上記テトラアミンとしては、例えばトリメチレンテトラアミン、トリエチレンテトラアミン等を挙げることができる。これらのアミンは、単独でも、あるいは2種以上の化合物を混合して使用することもできる。
【0016】
これらアミンのうち、式(2)で表されるモノアミンを使用することが好ましく、トリメチルアミン、トリエチルアミン、トリーイソプロピルアミン、トリイソブチルアミン、トリ−t−ブチルアミン、ジメチルアミン、ジエチルアミン、ジイソプロピルアミン、ジイソブチルアミン、ジ−t−ブチルアミン、メチルエチルアミン、メチルブチルアミン、メチルフェニルアミン、エチルフェニルアミン、イソブチルフェニルアミン、メチルアミン、エチルアミン、イソプロピルアミン、シクロプロピルアミン、n−ブチルアミン、イソブチルアミン、t−ブチルアミン、2−メチルブチルアミン、n−ヘキシルアミン又はフェニルアミンを使用することがより好ましく、トリメチルアミン、トリエチルアミン、トリ−イソプロピルアミン、トリイソブチルアミン又はトリ−t−ブチルアミンを使用することが更に好ましい。

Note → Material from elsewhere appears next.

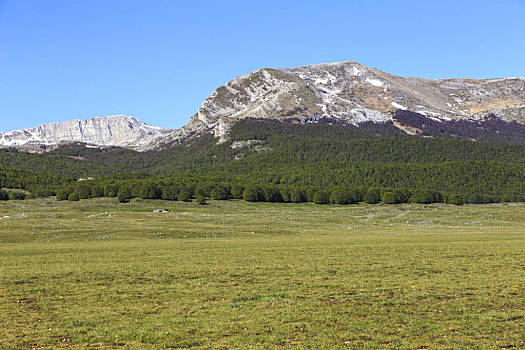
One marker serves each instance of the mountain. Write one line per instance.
(346, 93)
(122, 131)
(351, 93)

これらのアミンは、単独でも、あるいは2種以上の化合物を混合して使用することもできる。
【0017】
上記式(1)で表わされる化合物について、 式(1)中のR、RおよびRの具体例としては、水素、メチル基、エチル基、プロピル基、ブチル基、ペンチル基、ヘキシル基、ヘプチル基、オクチル基、ノニル基、デシル基、ウンデシル基、ドデシル基の如きアルキル基、メタアリル基の如きアルケニル基、フェニルエチニル基の如きアルキニル基、シクロプロピル基の如き脂環式アルキル基、フェニル基、ベンジル基の如きアラルキル基などを好適に使用することができる。またこれらアルキル基、アルケニル基、アルキニル基、またはアラルキル基は直鎖状でも、環状でも、また分岐していてもよい。
【0018】
式(1)で示される化合物の具体例としては、トリメチルアルミニウム、トリエチルアルミニウム、トリ−n−プロピルアルミニウム、トリシクロプロピルアルミニウム、トリ−n−ブチルアルミニウム、トリイソブチルアルミニウム、トリ−t−ブチルアルミニウム、トリ2−メチルブチルアルミニウム、トリ−n−ヘキシルアルミニウム、トリシクロヘキシルアルミニウム、トリ(2−エチルヘキシル)アルミニウム、トリオクチルアルミニウム、トリフェニルアルミニウム、トリベンジルアルミニウム、ジメチルフェニルアルミニウム、ジエチルフェニルアルミニウム、ジイソブチルフェニルアルミニウム、メチルジフェニルアルミニウム、エチルジフェニルアルミニウム、イソブチルジフェニルアルミニウム、ジエチルアルミニウムヒドリド、ジイソブチルアルミニウムヒドリド、ジフェニルアルミニウムヒドリド、ジメチルメタクリルアルミニウム、ジメチル(フェニルエチニル)アルミニウム、ジフェニル(フェニルエチニル)アルミニウム等を用いることができる。これらのアルミニウム化合物は、単独でも、あるいは2種以上の化合物を一緒に使用することもできる。
【0019】
式(1)で表される化合物の製造法は特に限定されない。例えば、ジアルキルハロゲン化アルミニウムと金属ナトリウムとの反応[A.V.Grosseら、J. Org. Chem., 5巻, p106、1940年]、アルミニウムとオレフィンと水素との反応[K.Zieglerら, Ann., 629巻,p1、1960年]、オレフィンと水素化アルミニウムとの反応[K. Zieglerら, Ann., 589巻, p91、1954年]、有機水銀とアルキルアルミニウムとの反応[D. A. Sandersら, J. Amer. Chem. Soc., 90巻、p5910、1968年]、有機水銀とアルミニウムとの反応[J. J. Eischら, J. Amer. Chem. Soc., 88巻、p2976、1966年]、アルキルボランとアルキルアルミニウムとの反応[L. Lardicciら, J. Organometal. Chem., 39巻、p245、1972年]、有機アルミニウムとアセチレン誘導体との反応[T. Moleら, Aust. J. Chem., 17巻、p1229、1964年]、アルキルリチウムと塩化アルミニウムとの反応[H. Lehmkuhl, Ann., 719巻、p40、1968年]等を用いることができる。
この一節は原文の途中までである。